First of all, let me say that Twilight is the absolute dumbest thing I’ve ever seen in my entire life as far as literature goes. I’ve read books 1, 2, and part of 4 for the LOLZ, or so I thought, until I saw that instead of LOLing, I was just flat-out disturbed and offended. I weep for all the young girls (AND MIDDLE AGED WOMEN) that are all obsessed with it. If I find out you like Twilight, your credibility takes a SERIOUS hit, from which you probably will never recover. That’s just the way it is. It’s the same way I feel about anyone that has anything complimentary to say about Sarah Palin, she-devil and deep-thinker that she is.
(This morning, she confused Iraq and Iran during her interview with Hannity. Derrrr. Tina Fey made an awesome joke about how the woman, Lisa Ann, who played Palin in that porn flick, also played Tina in the 30 Rock porn flick, and how of the three of them, Lisa Anna knows the most about foreign policy. HA! Oh, Tina, you’re not giving yourself due credit.)
So in honor of New Moon, which is sure to tear it up at the box offices this week, I ask you: WHAT THE FUCK.
WHAT THE HELL PEOPLE.
STOP IT.
STOP IT RIGHT NOW.
That being said, KStew and Sparkles Pattinson make a pretty pair. Those kids.
However, KStew’s wig looks like a really, really bad rug. Like, oh, my god, bad.
And check out the man leggings on Sparkles. HA!
Twilight is why #EverythingIsTerrible.



I don’t like Twilight. However, I’ve never seen it. But I’m not interested in watching, either.

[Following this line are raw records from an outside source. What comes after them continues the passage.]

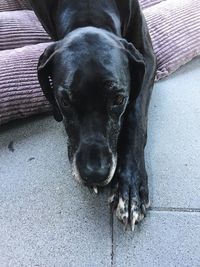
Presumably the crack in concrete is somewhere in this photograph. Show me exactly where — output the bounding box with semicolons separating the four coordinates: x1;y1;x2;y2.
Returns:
110;210;114;267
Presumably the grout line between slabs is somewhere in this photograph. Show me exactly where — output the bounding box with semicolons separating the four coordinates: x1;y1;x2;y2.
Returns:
109;203;200;267
150;206;200;213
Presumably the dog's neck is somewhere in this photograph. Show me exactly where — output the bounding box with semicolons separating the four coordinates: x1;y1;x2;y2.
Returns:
55;2;121;39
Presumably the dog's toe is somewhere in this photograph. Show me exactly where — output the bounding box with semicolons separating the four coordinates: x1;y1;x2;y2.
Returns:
115;197;129;230
130;200;145;231
109;185;149;231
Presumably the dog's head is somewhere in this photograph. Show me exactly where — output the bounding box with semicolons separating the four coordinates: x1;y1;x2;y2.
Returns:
38;27;145;187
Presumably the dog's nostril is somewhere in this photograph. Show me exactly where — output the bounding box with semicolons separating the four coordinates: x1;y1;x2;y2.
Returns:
86;160;110;172
85;163;93;172
85;162;110;177
79;161;111;184
86;162;100;172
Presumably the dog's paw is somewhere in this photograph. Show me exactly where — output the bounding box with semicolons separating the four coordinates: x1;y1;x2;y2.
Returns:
115;196;149;231
109;180;150;231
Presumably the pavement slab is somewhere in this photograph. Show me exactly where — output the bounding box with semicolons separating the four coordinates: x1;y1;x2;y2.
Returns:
0;117;112;267
146;57;200;209
0;57;200;266
113;211;200;267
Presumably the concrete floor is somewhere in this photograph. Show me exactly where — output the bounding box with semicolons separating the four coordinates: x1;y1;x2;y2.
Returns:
0;57;200;267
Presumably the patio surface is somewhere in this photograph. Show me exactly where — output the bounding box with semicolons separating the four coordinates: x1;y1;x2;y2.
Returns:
0;57;200;267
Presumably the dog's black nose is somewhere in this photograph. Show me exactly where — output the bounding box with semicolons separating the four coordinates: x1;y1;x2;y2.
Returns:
76;143;112;184
84;161;111;182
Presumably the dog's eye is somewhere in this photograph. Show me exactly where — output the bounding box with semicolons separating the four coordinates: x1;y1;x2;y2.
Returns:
112;94;125;106
61;98;70;108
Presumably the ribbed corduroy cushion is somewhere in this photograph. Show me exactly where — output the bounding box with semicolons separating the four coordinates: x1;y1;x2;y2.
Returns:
0;0;163;11
0;0;31;12
0;11;50;50
144;0;200;80
139;0;164;9
0;0;200;125
0;43;51;125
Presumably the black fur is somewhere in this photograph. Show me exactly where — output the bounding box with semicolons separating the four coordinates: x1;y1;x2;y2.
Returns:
30;0;156;228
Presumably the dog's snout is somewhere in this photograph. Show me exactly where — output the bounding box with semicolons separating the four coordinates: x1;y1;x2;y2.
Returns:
76;143;112;184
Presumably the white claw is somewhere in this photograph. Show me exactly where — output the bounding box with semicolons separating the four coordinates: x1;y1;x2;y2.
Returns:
93;186;98;194
131;219;136;232
108;194;115;204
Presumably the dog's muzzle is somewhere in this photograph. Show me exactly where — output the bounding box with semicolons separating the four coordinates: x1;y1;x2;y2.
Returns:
72;143;117;186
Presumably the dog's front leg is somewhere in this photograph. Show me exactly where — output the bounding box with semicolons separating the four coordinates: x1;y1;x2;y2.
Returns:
109;80;154;231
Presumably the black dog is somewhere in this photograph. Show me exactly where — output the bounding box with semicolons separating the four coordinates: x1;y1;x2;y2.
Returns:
30;0;156;230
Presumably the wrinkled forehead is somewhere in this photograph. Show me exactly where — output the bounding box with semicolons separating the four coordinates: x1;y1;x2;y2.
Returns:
55;51;129;87
53;28;130;89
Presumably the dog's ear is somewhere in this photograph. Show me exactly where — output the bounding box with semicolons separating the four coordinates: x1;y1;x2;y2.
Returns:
120;39;145;101
38;43;63;122
29;0;58;40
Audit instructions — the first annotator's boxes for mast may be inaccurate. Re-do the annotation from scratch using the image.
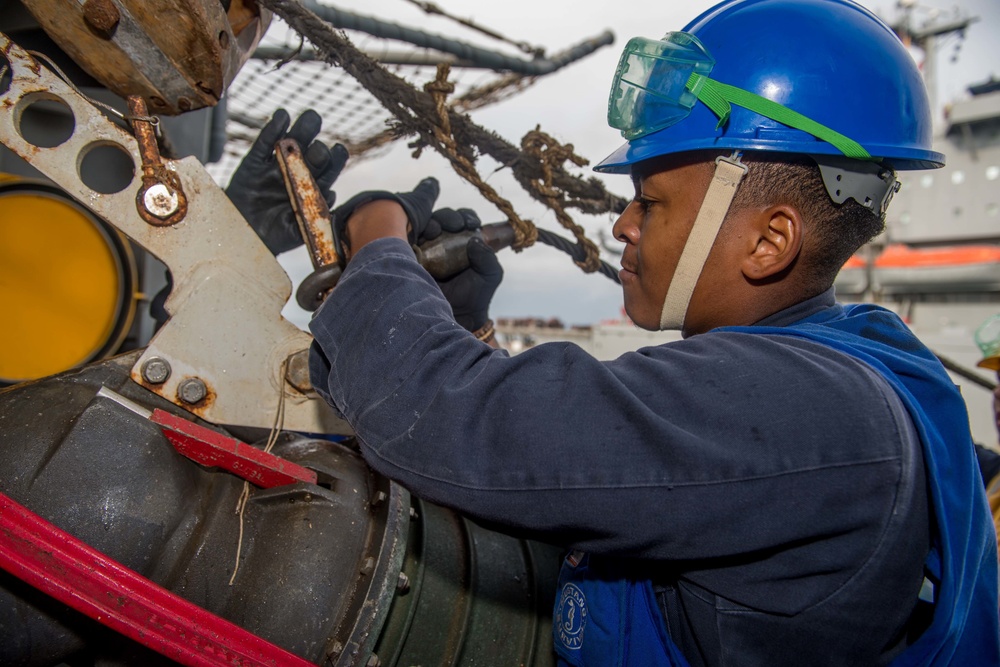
[888,0,979,131]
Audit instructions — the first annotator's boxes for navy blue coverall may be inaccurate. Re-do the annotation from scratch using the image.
[309,237,997,666]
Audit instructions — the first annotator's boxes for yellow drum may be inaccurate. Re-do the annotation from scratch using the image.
[0,178,138,384]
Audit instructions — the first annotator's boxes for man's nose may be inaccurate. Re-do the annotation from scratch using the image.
[612,201,642,245]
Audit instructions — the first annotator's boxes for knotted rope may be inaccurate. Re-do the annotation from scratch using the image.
[521,128,602,272]
[422,64,538,250]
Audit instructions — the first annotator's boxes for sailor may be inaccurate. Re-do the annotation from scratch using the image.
[308,0,1000,663]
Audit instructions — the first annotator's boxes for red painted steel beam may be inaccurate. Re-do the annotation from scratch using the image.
[0,491,317,667]
[152,409,318,488]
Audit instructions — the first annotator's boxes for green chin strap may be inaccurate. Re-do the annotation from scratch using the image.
[685,73,873,161]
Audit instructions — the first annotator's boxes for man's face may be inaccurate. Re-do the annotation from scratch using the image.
[612,156,715,331]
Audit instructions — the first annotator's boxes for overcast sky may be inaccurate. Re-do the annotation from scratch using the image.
[278,0,999,328]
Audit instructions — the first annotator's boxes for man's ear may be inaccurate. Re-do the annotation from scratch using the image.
[741,205,803,281]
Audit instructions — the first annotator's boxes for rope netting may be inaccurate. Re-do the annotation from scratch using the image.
[207,21,536,184]
[216,0,629,281]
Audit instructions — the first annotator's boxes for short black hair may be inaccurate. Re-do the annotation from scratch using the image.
[729,153,884,293]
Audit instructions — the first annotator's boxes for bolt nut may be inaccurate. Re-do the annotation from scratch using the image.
[284,349,313,393]
[366,654,381,667]
[143,183,180,219]
[82,0,120,33]
[141,357,171,384]
[177,378,207,404]
[371,491,387,507]
[396,572,410,594]
[360,557,375,577]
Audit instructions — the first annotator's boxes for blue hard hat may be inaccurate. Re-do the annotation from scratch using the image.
[595,0,943,173]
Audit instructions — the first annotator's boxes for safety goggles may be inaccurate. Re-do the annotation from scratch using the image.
[607,32,872,161]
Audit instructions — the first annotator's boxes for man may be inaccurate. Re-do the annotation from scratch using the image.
[308,0,999,664]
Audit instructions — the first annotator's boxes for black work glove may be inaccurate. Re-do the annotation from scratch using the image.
[423,206,480,238]
[424,208,503,332]
[226,108,348,255]
[332,177,440,262]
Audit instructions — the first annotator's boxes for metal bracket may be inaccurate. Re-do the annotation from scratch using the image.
[814,154,900,216]
[0,32,349,434]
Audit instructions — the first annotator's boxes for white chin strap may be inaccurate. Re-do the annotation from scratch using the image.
[659,152,749,330]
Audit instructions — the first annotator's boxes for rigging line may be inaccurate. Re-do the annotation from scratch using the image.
[401,0,544,57]
[536,228,621,284]
[258,0,628,213]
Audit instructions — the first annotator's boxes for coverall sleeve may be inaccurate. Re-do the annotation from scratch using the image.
[309,238,907,564]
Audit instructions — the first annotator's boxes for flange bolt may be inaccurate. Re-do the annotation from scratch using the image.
[178,378,207,404]
[141,357,171,384]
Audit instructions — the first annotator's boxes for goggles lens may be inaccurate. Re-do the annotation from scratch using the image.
[607,32,872,161]
[608,32,715,141]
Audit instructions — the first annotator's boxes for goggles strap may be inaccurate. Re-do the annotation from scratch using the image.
[659,153,748,331]
[686,73,872,161]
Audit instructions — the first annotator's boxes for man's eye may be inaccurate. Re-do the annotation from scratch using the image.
[635,196,654,209]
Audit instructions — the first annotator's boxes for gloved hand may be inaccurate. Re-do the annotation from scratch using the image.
[422,208,503,332]
[423,206,480,238]
[332,177,440,262]
[226,108,348,255]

I don’t like Twilight. I sat through the first movie to humor my younger sisters-the things we do for family-and I almost slit my own throat. I must now sit through New Moon with my eight and a half months pregnant friend, because I promised her husband that I would humor her until he came home from Iraq. Again, the things you do for family…at least she’s paying for my ticket and popcorn. I think I might order the jumbo sized bucket, an XL soda AND a candy bar…it’s the least I deserve, don’t you think?
That’s the thing, I understand the interest and obsession and do not hate vampire genres or the like .. the fact of the matter is – Stephen King was spot on with his take of Twilight – it’s just POORLY WRITTEN people. It’s not written well. I can’t read shit. And I can’t read novels that are poorly disguised as screenplays: “make me a movie!” .. “look, I’ll make a good movie” .. “buy the rights to me!!”, “I’m as obvious as Grisham and more romantic than Brown.”
Why are people subjecting themselves to reading the poorly written? Why? This is why people buy 8litres of mayo at Costco but never use it and it sits on the shelf in the garage until one day in the summer it just explodes … bc. it wants to kill itself.
People need to strive for more. More in life, more in movies, more in literature, more from politicians, more from themselves. There’s one thing to read something for the escapism and just bc. the last tome you read took you 6 weeks. But Twilight ain’t it. Just. Ain’t.
People can read what they like, I’ll just sit in my lit-snit snob corner and realize it did nothing to advance the written word.
Whew. Sorry for all that, Huma, I just really – finally – need to get that all out.
=)
ROFL.
I gobbled the books up like crazy, but I’m not claiming it as literary genius or anything.
As for the movies, I hate them. With every fibre of my being. With that being said. That picture is making me die of laughter. KStew looks like a crackwhore with an insanely bad weave. What is Sparkles doing with his lips? I think he’s replacing Chuck Bass with that awful pursing.
Ha! This is why you crack me up, Huma. Twilight makes me laugh & I read them all for the LOL/WTF factor. “If I find out…” I’m shaking my head with the laughter. Although, they entertain me more than Megan Fox.
My respect for you has skyrocketed. My roommate and I have taken to shouting at the TV anytime anything Twilight related comes on the screen. Also, they put THOSE PEOPLE on the cover of my Harper’s. I ripped it off so I could enjoy the magazine. Overkill?
Sparkles! Ha. Twilight sucks. And yes, I read them all just to make sure of it. :P And I was dumbfounded by how awful it got with every novel. The best thing that came out of it was Stephen King having the chance to take a swipe at her ass and let her know what a bad writer she is. Total freaking win.